市民が寄付した不用品をお店で販売し、その売上で困っている人たちを支援するというのがチャリティーショップのしくみです。
フリーヘルプでは、地域の皆さまから寄付していただいた古着や鞄を販売して、得られた収益をDV被害者やホームレス、難民など課題を抱えた方々を支援する団体に寄付しています。
チャリティーショップは世界中にありますが、特にイギリスは数が多く、約12,000軒あるといわれています。これは人口5,000人あたりに1軒あるという計算になります。日本では寄付と聞くと「募金」を思い浮かべる方が多いかと思いますが、イギリスでは「チャリティーショップでの購入」が寄付の内訳において上位を占めています。
日本ではまだあまり普及していませんが、日本でも各地域にチャリティーショップが増え、チャリティーショップという寄付の手段が当たり前になれば良いなと思っています。
もともと服飾業界で働いており、廃棄される服をもったいないと感じていました。また1980年代には賃金の安い海外で縫製することが一般的となったことから服の質が悪くなっていました。古着の方が縫製の質が良いと感じるようになり、古着の輸入卸売をはじめました。その買い付け過程で海外のチャリティーショップの存在を知り、よい仕組みだと感じて日本でチャリティーショップを開くことにしました。
「もったいない」という言葉が世界的に注目されるなど環境を守る意識が高いと思われがちな日本ですが、実は古着の再利用率は世界で最低レベルなのです。
服飾業界にいた経験からさまざまな業者と繋がりがあり、リサイクル業者ともコネクションがあるので、たとえば破損や汚れの激しいものは提携しているリサイクル業者に引き取ってもらいます。このようにしてフリーヘルプに寄付される衣類は、下着や靴下なども含め全く廃棄することなく再利用しています。
フリーヘルプには毎月約2トンの古着が寄付されています。そこから大まかには「必要な方にお届けする分」「フリーヘルプで販売する分」「リサイクル業者に引き取ってもらう分」に仕分けをしています。
「必要な方にお届けする分」は地域のさまざまな支援団体と連携して、ホームレスの方に下着を届けたり、学校に着ていく服がないという児童にシャツを届けたり、必要とする方のニーズに合った物資をお渡ししています。
長年運営を続けていると多種多様なご相談をお受けするようになり、気軽に相談できる民間の窓口としての役割を担うことも、地域においては非常に意義があると感じています。
「フリーヘルプで販売する分」は、売上1点につき50円を認定NPO法人女性と子ども支援センターウイメンズネット・こうべが運営するシングルマザーと子どものための居場所「WACCA(わっか)」に寄付しています。
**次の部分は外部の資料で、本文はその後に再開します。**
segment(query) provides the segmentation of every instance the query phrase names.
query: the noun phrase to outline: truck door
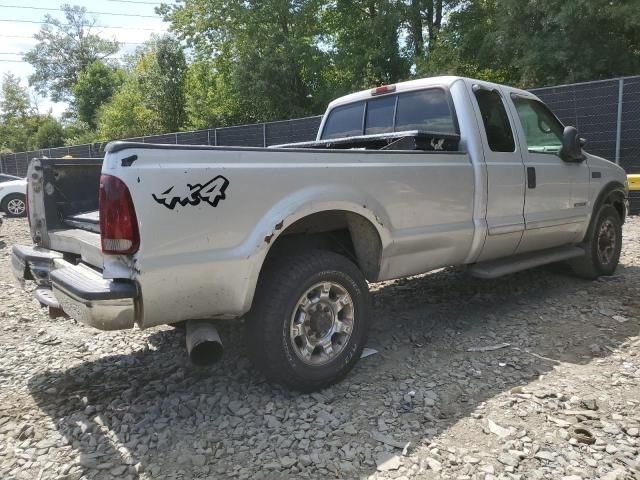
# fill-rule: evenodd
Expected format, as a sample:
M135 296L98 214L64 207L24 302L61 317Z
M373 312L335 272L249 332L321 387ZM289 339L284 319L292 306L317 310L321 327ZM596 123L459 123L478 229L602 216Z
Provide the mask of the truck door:
M578 197L588 166L560 158L564 127L544 103L521 94L511 100L526 168L525 231L517 253L575 242L587 218L585 200Z
M487 169L487 236L477 261L515 253L525 228L524 164L503 94L473 82L474 110Z

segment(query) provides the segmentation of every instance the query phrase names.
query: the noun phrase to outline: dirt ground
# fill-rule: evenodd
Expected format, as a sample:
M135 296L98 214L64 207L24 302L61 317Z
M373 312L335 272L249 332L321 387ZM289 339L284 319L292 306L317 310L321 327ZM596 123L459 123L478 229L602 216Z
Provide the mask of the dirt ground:
M547 267L371 285L378 353L312 395L251 368L241 322L196 368L168 327L50 320L11 275L28 241L5 219L0 478L640 478L638 217L598 281Z

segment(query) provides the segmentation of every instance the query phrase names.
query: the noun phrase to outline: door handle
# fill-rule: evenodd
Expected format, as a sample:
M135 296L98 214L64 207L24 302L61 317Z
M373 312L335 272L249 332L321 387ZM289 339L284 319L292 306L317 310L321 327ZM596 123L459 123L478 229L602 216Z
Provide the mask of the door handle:
M527 167L527 187L536 188L536 169Z

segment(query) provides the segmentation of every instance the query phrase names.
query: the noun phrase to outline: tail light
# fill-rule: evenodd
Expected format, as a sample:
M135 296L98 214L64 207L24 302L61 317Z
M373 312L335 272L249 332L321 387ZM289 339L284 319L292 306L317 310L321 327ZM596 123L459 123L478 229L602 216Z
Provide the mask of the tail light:
M24 207L25 213L27 214L27 221L29 222L29 228L31 228L31 215L29 215L29 187L25 189L26 192L24 194Z
M100 176L100 240L103 253L130 255L140 246L138 220L129 189L111 175Z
傷みが激しいものや衣類として再利用が難しいものは、リサイクル業者に引き取ってもらい、工業用雑巾などの再生資源へと変身します。
チャリティーショップのロールモデルとして地域を牽引されてきたフリーヘルプさん。近年、チャリティーショップの輪は少しずつ広がっており、兵庫県内にも「シオヤコレクション」や「ふくる」のようなチャリティーショップが誕生しています。
持続可能なビジネスモデルとして普及させるには、収益をきちんと得ることも大切だと西本さまはおっしゃっていました。こういった福祉系の事業は補助金頼みになりがちな部分もあるそうですが、それでは補助金が打ち切られたときに事業として立ち行かなくなってしまいます。フリーヘルプでは設立から13年間、積極的に補助金を受けることなく事業を継続されてきたそうです。
市民としても、このようなショップが増え、買い物をする場所、あるいは不用品を持っていける場所の選択肢としてチャリティーショップが当たり前になれば良いなと思いました。